FY2026 Forecasts3 Aug 2025 10:09
I feel Shaun and the team have been cautious in their approach to the forecast. I cannot see confirmation, but the list below of 'investment' in Telfer seems very substantial. I assume these costs are why the AISC has risen, specifically the hard work on Telfer. Perhaps Bamps can confirm? Any sensible investment decision would only be made with an assessment of potential returns. Finding good grades and accessing them is key. As has been said, good grades have been found in the domes and ESC etc. New equipment, fuel costs/risks, staffing all face potentially increased costs. On the revenue side the gold is hedged, but also the potential after any brief correction is massive at US$4000+ per oz. The team at the top hasn't changed this last week and as far as I'm concerned they sit with Hav/Telfer as our great assets.

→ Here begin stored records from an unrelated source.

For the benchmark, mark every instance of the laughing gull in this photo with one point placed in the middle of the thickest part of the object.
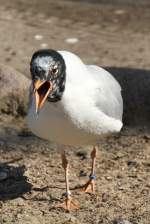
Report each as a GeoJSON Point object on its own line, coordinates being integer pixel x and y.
{"type": "Point", "coordinates": [72, 104]}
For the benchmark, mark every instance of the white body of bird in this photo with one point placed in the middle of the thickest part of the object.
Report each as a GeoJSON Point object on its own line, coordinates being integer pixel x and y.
{"type": "Point", "coordinates": [91, 106]}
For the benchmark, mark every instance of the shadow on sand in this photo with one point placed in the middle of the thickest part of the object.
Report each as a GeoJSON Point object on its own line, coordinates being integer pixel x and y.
{"type": "Point", "coordinates": [135, 85]}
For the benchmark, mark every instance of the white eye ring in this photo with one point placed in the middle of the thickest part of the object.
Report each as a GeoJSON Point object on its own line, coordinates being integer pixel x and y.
{"type": "Point", "coordinates": [54, 71]}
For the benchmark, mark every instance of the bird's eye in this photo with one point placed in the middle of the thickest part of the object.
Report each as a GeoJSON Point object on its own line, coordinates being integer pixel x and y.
{"type": "Point", "coordinates": [54, 71]}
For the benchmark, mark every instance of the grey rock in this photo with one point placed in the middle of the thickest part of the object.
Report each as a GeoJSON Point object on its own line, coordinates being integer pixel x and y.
{"type": "Point", "coordinates": [14, 88]}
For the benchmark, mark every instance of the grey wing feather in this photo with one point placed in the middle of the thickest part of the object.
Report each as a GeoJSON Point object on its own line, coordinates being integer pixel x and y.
{"type": "Point", "coordinates": [108, 91]}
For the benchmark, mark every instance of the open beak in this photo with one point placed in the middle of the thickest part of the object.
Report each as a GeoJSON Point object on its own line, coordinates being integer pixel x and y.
{"type": "Point", "coordinates": [41, 90]}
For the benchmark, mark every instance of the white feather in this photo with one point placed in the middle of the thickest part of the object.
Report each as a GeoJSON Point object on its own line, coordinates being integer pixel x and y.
{"type": "Point", "coordinates": [90, 107]}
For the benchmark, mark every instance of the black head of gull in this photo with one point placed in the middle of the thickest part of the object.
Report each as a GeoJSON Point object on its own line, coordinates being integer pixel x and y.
{"type": "Point", "coordinates": [48, 71]}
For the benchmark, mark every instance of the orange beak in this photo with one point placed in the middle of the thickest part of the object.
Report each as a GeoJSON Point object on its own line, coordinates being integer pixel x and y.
{"type": "Point", "coordinates": [41, 90]}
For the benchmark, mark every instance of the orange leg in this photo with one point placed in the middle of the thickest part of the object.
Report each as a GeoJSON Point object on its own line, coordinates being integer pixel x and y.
{"type": "Point", "coordinates": [89, 187]}
{"type": "Point", "coordinates": [69, 203]}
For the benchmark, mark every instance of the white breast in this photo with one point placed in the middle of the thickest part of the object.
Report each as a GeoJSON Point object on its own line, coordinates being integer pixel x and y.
{"type": "Point", "coordinates": [55, 125]}
{"type": "Point", "coordinates": [90, 107]}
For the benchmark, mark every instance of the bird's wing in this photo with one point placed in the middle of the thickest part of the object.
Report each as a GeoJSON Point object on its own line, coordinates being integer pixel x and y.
{"type": "Point", "coordinates": [108, 92]}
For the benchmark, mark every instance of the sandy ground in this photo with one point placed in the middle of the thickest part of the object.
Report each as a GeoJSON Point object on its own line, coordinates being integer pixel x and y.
{"type": "Point", "coordinates": [107, 35]}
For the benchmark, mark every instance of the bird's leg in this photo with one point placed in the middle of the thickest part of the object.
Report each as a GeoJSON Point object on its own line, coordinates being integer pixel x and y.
{"type": "Point", "coordinates": [89, 187]}
{"type": "Point", "coordinates": [68, 204]}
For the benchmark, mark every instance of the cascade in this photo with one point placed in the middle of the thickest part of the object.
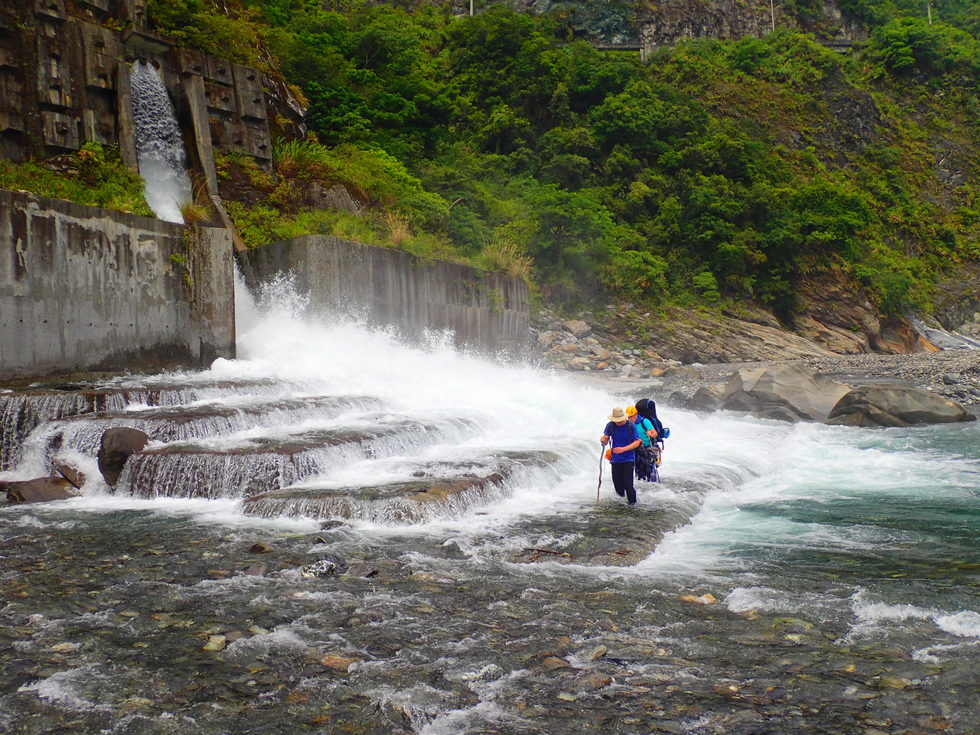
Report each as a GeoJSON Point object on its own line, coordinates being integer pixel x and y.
{"type": "Point", "coordinates": [159, 144]}
{"type": "Point", "coordinates": [411, 539]}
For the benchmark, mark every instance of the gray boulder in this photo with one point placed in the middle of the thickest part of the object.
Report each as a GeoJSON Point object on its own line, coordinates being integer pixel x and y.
{"type": "Point", "coordinates": [38, 490]}
{"type": "Point", "coordinates": [784, 392]}
{"type": "Point", "coordinates": [116, 447]}
{"type": "Point", "coordinates": [887, 404]}
{"type": "Point", "coordinates": [707, 398]}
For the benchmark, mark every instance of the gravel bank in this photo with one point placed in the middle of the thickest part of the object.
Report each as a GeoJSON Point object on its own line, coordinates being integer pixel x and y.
{"type": "Point", "coordinates": [954, 374]}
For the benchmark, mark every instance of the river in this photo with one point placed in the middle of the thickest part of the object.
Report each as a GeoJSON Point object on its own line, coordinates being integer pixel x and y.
{"type": "Point", "coordinates": [781, 579]}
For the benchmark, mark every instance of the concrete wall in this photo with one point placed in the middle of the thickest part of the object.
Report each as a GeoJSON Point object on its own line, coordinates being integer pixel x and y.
{"type": "Point", "coordinates": [86, 289]}
{"type": "Point", "coordinates": [390, 287]}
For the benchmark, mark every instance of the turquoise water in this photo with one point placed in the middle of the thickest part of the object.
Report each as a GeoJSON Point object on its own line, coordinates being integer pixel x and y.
{"type": "Point", "coordinates": [822, 579]}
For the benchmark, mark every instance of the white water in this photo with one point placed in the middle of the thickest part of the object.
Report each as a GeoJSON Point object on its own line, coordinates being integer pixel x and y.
{"type": "Point", "coordinates": [159, 145]}
{"type": "Point", "coordinates": [768, 491]}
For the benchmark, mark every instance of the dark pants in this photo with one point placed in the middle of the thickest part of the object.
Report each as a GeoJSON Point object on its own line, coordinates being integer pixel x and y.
{"type": "Point", "coordinates": [623, 480]}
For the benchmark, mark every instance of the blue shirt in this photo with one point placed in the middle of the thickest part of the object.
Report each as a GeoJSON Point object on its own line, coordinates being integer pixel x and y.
{"type": "Point", "coordinates": [622, 436]}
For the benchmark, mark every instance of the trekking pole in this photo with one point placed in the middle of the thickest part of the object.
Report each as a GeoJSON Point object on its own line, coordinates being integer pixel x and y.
{"type": "Point", "coordinates": [602, 451]}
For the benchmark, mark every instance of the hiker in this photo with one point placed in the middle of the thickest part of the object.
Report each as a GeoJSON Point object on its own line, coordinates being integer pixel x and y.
{"type": "Point", "coordinates": [646, 468]}
{"type": "Point", "coordinates": [648, 409]}
{"type": "Point", "coordinates": [625, 440]}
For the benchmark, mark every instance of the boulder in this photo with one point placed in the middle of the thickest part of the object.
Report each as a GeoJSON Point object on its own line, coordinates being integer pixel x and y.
{"type": "Point", "coordinates": [707, 398]}
{"type": "Point", "coordinates": [577, 327]}
{"type": "Point", "coordinates": [887, 404]}
{"type": "Point", "coordinates": [784, 392]}
{"type": "Point", "coordinates": [116, 447]}
{"type": "Point", "coordinates": [70, 472]}
{"type": "Point", "coordinates": [38, 490]}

‒ The largest drilling program in Telfer's operating history, with ~ 240,000 metres total drilling planned (+145% vs. FY21-25 average) across eight drill rigs;
‒ Open pit life-extension pre-stripping, new mining fleet, and haul truck refurbishment;
‒ Underground life-extension development; and
‒ Tailings capacity expansion.
§ Greatland is undertaking significant infill drilling with tighter spacing than historically applied at Telfer, to inform and increase confidence in future mine planning and resource and reserve updates.
§ Havieron growth capital (pre FID) includes study completion, early works and development restart.